Merck  chief executive Kenneth Frazier
Merck chief executive Kenneth Frazier (Mark Lennihan/AP)

In January, Merck reported that its average net prices – the amount the company receives after discounts and other rebates – increased in the years since 2010 in a range between 3.4% and 6.2%. That is about half as large as the increase in its retail prices.

The exchange lit up social media on Monday, with many people lauding Mr Frazier and blasting the president.

Other corporate executives aired support for Mr Frazier as well.

Unilever CEO Paul Polman wrote on Twitter: “Thanks @Merck Ken Frazier for strong leadership to stand up for the moral values that made this country what it is.”

Mr Frazier, who grew up in a poor neighbuorhood in Philadelphia, resigned days after one person was killed and others wounded in violent clashes between white supremacists and protesters.

Mr Frazier and his siblings were raised by their caretaker father after their mother died when he was very young. He has earned a reputation as a risk taker in the drug industry, pouring money into daunting research areas, particularly trying to develop a treatment for Alzheimer’s disease.

Mr Frazier is not the first executive to resign from advisory councils serving Mr Trump.

Tesla CEO Elon Musk resigned from the manufacturing council in June, and two other advisory groups to the president, after the US withdrawal from the Paris climate agreement.

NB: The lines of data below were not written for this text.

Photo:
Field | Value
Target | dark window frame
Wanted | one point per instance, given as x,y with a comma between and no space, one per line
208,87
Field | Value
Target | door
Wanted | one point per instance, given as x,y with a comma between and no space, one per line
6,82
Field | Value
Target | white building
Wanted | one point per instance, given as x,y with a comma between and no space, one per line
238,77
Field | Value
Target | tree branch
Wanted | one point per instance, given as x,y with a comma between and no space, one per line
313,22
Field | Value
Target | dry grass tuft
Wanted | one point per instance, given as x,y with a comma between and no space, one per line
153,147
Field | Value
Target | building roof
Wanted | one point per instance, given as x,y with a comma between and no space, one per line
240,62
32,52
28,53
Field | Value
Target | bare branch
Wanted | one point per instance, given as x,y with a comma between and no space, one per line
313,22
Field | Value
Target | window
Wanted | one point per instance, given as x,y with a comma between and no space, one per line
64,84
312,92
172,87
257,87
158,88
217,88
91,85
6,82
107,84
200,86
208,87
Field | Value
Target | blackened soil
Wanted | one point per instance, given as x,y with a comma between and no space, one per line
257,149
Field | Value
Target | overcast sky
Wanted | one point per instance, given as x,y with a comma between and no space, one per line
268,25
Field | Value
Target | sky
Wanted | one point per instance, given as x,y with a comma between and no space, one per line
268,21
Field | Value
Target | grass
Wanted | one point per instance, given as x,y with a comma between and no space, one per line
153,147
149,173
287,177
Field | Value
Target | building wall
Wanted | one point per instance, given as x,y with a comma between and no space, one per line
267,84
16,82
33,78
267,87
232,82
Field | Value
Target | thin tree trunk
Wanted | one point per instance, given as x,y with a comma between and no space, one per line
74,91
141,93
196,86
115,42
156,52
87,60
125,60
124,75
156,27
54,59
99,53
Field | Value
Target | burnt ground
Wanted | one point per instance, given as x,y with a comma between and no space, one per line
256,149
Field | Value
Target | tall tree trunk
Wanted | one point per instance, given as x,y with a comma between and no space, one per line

Walt Disney Company chairman and CEO Bob Iger resigned for the same reason from the president’s Strategic and Policy Forum, which Mr Trump established to advise him on how government policy impacts economic growth and job creation.

The manufacturing jobs council had 28 members initially, but it has shrunk since it was formed earlier this year as executives retire, are replaced, or, as with Mr Frazier and Mr Musk, resign.

William Galston, a senior fellow at the Brookings Institution, said he could not “think of a parallel example” of any president responding as viciously as Mr Trump to a CEO departing an advisory council.

“Usually, certain niceties are observed to smooth over a rupture,” said Mr Galston, who served as a domestic policy aide in the Clinton administration.

“We’ve learned that as president, Mr Trump is behaving exactly as he did as a candidate,” Mr Galston said. “He knows only one mode: When attacked, hit back harder.”